As cotas para o ingresso nas universidades federais e instituições federais de ensino técnico de nível médio são definidas pela Lei 12.711, de 29 de agosto de 2012. A lei determina que 50% das vagas de cada seleção sejam reservadas para estudantes que tenham cursado integralmente o ensino médio ou o fundamental, em escolas públicas. Dentro desse percentual, metade das vagas devem ser reservadas aos estudantes cujas famílias têm renda igual ou inferior a 1,5 salário mínimo por pessoa (R$ 1.431, no momento). As cotas raciais também entram nessa conta e são proporcionais à população de pretos, pardos e indígenas de cada unidade da federação, de acordo com o último censo do IBGE.

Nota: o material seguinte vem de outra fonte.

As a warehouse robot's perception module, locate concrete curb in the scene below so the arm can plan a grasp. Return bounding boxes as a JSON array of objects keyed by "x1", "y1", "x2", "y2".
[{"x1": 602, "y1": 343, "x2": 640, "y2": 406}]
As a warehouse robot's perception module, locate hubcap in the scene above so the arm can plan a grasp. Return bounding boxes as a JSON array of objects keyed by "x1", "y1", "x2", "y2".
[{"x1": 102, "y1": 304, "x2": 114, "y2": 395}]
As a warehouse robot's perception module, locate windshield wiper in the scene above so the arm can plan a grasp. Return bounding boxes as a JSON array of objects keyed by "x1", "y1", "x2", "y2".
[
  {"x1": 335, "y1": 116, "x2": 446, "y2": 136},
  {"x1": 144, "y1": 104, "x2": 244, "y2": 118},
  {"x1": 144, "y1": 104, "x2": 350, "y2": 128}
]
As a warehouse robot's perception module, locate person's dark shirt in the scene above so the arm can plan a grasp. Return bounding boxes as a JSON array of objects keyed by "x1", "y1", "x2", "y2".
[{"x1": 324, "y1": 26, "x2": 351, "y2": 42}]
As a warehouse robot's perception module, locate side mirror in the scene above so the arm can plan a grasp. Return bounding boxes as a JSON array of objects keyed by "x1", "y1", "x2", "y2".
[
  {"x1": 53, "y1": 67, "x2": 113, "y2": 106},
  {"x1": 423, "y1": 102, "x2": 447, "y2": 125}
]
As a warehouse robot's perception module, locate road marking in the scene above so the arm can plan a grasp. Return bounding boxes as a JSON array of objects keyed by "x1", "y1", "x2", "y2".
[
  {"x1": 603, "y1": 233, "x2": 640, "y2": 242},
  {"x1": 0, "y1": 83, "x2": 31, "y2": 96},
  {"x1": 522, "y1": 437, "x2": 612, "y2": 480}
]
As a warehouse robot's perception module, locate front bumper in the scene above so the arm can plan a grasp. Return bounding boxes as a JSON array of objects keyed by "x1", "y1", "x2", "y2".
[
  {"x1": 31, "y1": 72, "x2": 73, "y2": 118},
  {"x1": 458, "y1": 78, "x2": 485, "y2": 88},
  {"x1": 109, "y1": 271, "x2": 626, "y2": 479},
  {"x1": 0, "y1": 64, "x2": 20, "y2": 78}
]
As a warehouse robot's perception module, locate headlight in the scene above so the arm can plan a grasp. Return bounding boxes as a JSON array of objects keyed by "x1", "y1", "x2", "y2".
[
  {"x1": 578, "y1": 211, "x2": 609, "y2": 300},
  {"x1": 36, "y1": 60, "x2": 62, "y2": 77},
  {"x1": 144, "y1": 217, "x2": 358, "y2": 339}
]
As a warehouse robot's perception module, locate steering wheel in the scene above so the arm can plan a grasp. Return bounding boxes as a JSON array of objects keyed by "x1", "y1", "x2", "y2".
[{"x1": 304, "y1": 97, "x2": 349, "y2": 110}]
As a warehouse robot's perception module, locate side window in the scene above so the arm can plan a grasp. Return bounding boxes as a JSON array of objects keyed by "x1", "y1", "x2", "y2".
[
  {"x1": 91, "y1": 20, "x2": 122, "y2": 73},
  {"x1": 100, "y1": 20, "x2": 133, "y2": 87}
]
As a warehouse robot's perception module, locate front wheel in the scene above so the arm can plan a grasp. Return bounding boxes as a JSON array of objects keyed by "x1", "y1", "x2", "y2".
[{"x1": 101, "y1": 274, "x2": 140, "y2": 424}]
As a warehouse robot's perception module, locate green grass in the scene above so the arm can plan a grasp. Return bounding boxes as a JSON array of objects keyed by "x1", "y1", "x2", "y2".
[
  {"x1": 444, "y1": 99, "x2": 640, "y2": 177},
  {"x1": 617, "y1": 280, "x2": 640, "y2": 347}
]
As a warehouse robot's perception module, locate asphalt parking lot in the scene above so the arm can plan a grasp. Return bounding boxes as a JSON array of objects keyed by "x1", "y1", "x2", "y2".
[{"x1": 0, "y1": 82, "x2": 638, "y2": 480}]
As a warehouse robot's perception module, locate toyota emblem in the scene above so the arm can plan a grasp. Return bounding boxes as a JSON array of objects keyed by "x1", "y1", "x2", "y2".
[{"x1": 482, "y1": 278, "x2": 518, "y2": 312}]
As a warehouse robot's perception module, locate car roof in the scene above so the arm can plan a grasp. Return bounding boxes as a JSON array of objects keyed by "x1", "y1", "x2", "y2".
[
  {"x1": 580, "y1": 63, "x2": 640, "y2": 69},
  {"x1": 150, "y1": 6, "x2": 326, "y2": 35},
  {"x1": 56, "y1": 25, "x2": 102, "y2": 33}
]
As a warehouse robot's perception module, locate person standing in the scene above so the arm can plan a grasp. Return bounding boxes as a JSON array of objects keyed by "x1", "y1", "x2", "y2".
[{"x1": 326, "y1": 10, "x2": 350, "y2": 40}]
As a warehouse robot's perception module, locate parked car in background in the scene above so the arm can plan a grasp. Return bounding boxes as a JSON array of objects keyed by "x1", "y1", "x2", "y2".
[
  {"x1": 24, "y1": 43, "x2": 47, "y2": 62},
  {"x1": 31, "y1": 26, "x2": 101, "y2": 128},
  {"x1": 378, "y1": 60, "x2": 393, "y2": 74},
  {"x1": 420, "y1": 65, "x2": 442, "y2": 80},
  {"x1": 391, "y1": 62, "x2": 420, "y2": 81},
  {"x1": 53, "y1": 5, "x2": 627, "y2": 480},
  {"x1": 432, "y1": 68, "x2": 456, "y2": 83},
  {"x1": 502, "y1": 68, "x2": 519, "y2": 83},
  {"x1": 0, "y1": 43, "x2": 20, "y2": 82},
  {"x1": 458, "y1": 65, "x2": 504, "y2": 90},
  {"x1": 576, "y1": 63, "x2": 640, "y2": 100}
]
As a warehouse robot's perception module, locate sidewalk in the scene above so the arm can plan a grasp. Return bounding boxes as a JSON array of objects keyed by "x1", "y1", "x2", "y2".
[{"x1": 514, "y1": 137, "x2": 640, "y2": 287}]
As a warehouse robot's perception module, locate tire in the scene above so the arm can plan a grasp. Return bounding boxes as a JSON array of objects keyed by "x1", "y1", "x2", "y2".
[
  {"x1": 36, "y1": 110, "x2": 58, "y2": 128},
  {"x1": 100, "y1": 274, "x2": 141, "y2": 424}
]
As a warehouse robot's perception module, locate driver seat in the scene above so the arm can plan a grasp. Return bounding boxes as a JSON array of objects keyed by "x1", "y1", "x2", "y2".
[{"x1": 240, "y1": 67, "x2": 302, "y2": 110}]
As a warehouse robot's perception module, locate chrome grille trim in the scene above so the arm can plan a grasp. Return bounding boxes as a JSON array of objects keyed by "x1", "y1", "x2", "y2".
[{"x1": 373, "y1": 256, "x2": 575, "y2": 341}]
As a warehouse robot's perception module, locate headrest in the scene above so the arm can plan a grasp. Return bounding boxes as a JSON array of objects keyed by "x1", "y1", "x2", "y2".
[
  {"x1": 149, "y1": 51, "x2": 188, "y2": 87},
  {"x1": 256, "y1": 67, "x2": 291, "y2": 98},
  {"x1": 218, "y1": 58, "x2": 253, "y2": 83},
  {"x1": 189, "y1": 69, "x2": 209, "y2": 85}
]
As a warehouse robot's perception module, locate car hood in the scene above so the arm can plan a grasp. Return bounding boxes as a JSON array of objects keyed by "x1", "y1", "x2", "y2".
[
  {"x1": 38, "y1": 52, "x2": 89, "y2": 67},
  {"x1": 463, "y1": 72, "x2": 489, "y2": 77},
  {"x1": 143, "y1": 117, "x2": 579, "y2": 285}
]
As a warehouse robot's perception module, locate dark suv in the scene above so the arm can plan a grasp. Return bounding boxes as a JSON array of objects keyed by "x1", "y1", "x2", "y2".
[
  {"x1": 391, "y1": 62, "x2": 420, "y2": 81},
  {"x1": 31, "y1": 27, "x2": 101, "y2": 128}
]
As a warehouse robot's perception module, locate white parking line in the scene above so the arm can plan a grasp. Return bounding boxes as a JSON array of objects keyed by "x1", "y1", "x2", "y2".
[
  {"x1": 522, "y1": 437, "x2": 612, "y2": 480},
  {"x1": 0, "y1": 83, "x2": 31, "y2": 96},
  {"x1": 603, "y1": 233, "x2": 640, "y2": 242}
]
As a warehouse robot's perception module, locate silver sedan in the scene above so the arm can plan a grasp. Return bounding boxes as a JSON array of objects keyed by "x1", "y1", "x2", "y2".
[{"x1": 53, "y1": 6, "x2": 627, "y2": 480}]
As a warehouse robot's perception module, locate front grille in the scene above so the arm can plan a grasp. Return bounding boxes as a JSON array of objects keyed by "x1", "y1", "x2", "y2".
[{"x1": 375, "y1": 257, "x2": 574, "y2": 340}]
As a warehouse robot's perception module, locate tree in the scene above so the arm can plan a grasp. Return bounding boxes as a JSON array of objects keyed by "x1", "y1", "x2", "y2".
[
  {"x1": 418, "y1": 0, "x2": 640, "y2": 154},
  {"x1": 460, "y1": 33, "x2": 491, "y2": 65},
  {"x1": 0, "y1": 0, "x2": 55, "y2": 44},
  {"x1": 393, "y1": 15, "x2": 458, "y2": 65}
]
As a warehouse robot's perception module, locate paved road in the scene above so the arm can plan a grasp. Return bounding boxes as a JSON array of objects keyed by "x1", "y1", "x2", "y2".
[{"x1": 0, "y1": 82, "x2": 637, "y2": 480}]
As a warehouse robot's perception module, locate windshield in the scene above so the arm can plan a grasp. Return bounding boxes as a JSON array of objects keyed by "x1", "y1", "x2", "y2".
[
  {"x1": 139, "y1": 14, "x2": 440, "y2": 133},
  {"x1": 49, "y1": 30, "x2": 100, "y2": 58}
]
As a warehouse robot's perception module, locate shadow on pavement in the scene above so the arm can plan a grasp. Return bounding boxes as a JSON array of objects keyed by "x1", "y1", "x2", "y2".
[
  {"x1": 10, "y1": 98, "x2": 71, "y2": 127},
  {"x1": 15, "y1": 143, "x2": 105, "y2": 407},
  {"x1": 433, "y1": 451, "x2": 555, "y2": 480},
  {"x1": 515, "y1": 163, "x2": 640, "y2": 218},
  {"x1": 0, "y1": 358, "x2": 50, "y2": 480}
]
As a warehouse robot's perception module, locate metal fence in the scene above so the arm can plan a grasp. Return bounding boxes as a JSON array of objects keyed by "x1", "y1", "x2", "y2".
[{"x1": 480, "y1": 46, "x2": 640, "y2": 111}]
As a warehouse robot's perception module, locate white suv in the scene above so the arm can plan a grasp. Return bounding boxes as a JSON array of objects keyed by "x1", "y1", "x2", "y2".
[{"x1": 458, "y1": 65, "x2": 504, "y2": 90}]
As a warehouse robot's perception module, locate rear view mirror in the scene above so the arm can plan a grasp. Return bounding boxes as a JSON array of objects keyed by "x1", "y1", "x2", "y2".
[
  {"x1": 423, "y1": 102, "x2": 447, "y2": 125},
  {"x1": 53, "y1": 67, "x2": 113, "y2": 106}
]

Já a Lei 12.990, de 9 de junho de 2014, reserva 20% das vagas oferecidas em concursos públicos de órgãos da administração pública federal, autarquias, fundações e empresas públicas e de economia mista controladas pela União, a candidatos autodeclarados pretos ou pardos. Embora a lei federal para a área de educação seja de 2012, políticas de cotas começaram a ser adotadas em universidades brasileiras em 2003. A pioneira foi a Universidade Estadual do Rio de Janeiro. De acordo com o Censo da Educação Superior, feito pelo Instituto Nacional de Estudos e Pesquisas Educacionais Anísio Teixeira (Inep), o percentual de matriculados negros nas universidades públicas federais saltou de 20%, em 2011, para 40%, em 2016.

Como o candidato vai cumprir a promessa

A reportagem procurou várias vezes, por meio de telefonemas, emails e mensagens via WhatsApp, a campanha de Bolsonaro, mas não recebeu informações de como o candidato pretende executar essa proposta de campanha.

O que pode ser feito

O professor da FGV Direito SP, Thiago Amparo, afirma que o presidente da República e seus ministros não podem, por decreto ou portaria ministerial, alterar uma lei aprovada pelo Congresso Nacional. A mudança também não pode ser feita por Medida Provisória, pois esse instrumento legislativo só pode ser usado quando o assunto requer urgência. E mesmo a Medida Provisória precisa ser votada pelo Congresso. Assim, para acabar ou reduzir o percentual de cotas nas universidades e concursos públicos federais, é necessário o envio ao Congresso de projetos de lei que alterem a legislação em vigor.

Para aprovação, é preciso que 257 deputados estejam no plenário e metade mais um deles concorde. Depois, o projeto de lei segue para o Senado, onde é necessário que 41 senadores estejam presentes e metade mais um aprove. As votações são feitas separadamente. Se isso ocorresse, eventuais mudanças não valeriam para as regras de cotas aplicadas nas instituições estaduais e municipais, seja para ingresso de estudantes ou de profissionais via concurso público. Quem manda, nestes casos, são as Assembleias Legislativas e Câmaras Municipais, respectivamente.

O professor da FGV alerta ainda que alterações na legislação atual poderiam ser questionadas no Supremo Tribunal Federal (STF). Isso porque o tribunal já reconheceu a constitucionalidade da reserva de vagas para negros no ingresso nas universidades públicas, em 2012, e nos concursos públicos, em 2017.

Há projetos em tramitação com essa proposta?

Hoje tramitam em conjunto dois projetos de lei que, se aprovados, poderiam restringir as cotas apenas ao critério social. São eles: o PL 2.525, de 2011, de autoria do deputado federal Carlos Manato (PDT-ES), que determina reserva de 20% das vagas de concursos públicos federais para candidatos de baixa e renda, e o PL 5.008, de 2016, do deputado Vinicius Carvalho (PRB-SP), que estabelece a cota social como único critério de seleção para ingresso na educação pública superior e em concurso, eliminando as cotas raciais. Os projetos aguardam análise na Comissão de Trabalho, de Administração e Serviço Público da Câmara.